C’est un essai très intéressant sur la représentation de l’Autre dans l’histoire occidentale que nous livre Roger-Pol Droit. Bien qu’un peu verbeux et parfois délayé, l’auteur répétant plusieurs fois la même chose en des mots différents, le propos est clair et édifiant : le barbare est le repoussoir de toutes nos hantises, l’Etranger absolu, l’inhumain amoral – mais aussi celui qui nous constitue. Le mot n’est pas prononcé mais le lecteur songe au phénomène du Bouc émissaire.

« L’imaginaire collectif » p.20 permet de constituer sa propre identité par opposition à un inverse négatif. Sans barbare, pas de civilisé ; sans barbarie, pas d’humanisme ; sans discipline, le barbare qui est en nous ressurgit, primaire et sauvage. Ces trois parties se constituent historiquement.

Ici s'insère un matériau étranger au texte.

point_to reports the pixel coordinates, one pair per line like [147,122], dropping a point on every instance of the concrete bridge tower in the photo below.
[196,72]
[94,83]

Tout commence chez Homère dans l’Iliade, au chant 2 vers 867. Mais seul le terme « barbare » figure ; les Grecs n’ont aucun mot pour désigner « la barbarie ». Le barbare est celui qui parle mal le grec. Il n’est donc pas le non-Grec, irréductiblement étranger, mais le frustre. Le terme va progressivement passer du seul parler grossier (« ceux qui font br br ») aux mœurs grossières, avant de prendre le sens d’ennemi : les Perses pour les Grecs, les Germains pour les Romains. Mais attention ! Perses et Germains ne sont ni des sauvages ni des sous-hommes : ils ont des vertus – elles ne sont simplement ni grecques ni romaines – mais surtout on leur fait la guerre. Si la figure du philosophe représente en Grèce antique l’ultime perfection de l’idéal d’éducation, mettant la raison aux commandes des passions et des instincts : le barbare est son opposé. La guerre psychologique va donc opposer culture et barbarie.  Le barbare « parle, mais mal. Il pense, mais à côté. Il vit, mais dominé » p.47. Il est confus, embrouillé, soumis au tyran. Il n’est pas « net », comme Apollon qui tranche ; il n’a de rapport au vrai que biaisé (comme Donald Trump).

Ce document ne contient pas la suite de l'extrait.